The festival venue is accessible. The exhibition takes place in a public library that has been constructed according to the latest accessibility standards. If needed, the festival staff will provide assistance.

SAFER SPACE

The festival aims to create an inclusive and safe event for all visitors and staff. We follow safer space guidelines that you can find throught the link below. We expect all visitors to follow these guidelines. The festival area is a harrasment free zone and all people behaving inappropriately will be removed from the venue. We welcome all visitors to attend with a safe mind and encourage everyone to contact the festival team incase you find any deficiencies or ideas for improval: artforallry@gmail.com

AFA’s Safer Space Guidelines

ART FOR ALL RY

Art for All ry supports artists and art workers at the beginning of their career and offers a network of peer collaboration.

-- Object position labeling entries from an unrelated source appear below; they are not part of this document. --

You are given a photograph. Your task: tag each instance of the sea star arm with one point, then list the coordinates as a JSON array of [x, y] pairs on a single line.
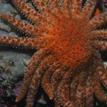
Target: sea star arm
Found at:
[[26, 10], [102, 45], [37, 78], [99, 34], [18, 42], [40, 4], [64, 8], [89, 8], [32, 66], [89, 92], [57, 77], [99, 93], [73, 86], [80, 93], [76, 7], [63, 91], [97, 21], [102, 72], [20, 25], [46, 81]]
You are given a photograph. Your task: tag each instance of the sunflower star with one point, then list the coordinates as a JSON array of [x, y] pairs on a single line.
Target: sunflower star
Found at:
[[67, 63]]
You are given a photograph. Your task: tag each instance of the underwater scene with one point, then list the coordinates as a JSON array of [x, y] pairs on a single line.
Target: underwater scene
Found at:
[[53, 53]]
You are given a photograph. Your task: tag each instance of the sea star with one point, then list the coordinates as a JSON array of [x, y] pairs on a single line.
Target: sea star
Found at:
[[67, 63]]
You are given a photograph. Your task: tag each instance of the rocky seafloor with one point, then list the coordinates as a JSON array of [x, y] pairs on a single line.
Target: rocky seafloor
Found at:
[[12, 65]]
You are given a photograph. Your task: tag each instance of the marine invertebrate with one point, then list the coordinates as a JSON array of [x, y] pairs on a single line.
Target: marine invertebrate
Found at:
[[67, 63]]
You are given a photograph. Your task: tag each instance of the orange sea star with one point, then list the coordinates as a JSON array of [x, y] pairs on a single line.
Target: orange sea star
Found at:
[[67, 63]]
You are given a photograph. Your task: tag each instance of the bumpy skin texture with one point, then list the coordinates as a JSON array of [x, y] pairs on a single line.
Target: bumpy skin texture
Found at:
[[67, 63]]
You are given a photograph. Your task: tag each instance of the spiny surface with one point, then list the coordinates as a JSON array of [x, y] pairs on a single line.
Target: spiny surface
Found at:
[[68, 37]]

With this mission in mind, the AFA Festival is a platform offering students and emerging talent across Finland visibility and an opportunity to grow. The Festival team puts into practice their knowledge and creativity as artists, technicians, communicators, photographers, curators, project managers, to bring the Festival to life.

Art For All ry was started by students and alumni from the University of the Arts and Aalto University. The first edition of the AFA Festival took place at Malmi Airport Hangar in August 2021, the second on in Kaisaniemi Botanical gardens 2022, and the third in the residential buildings of Kalasatama neighborhood.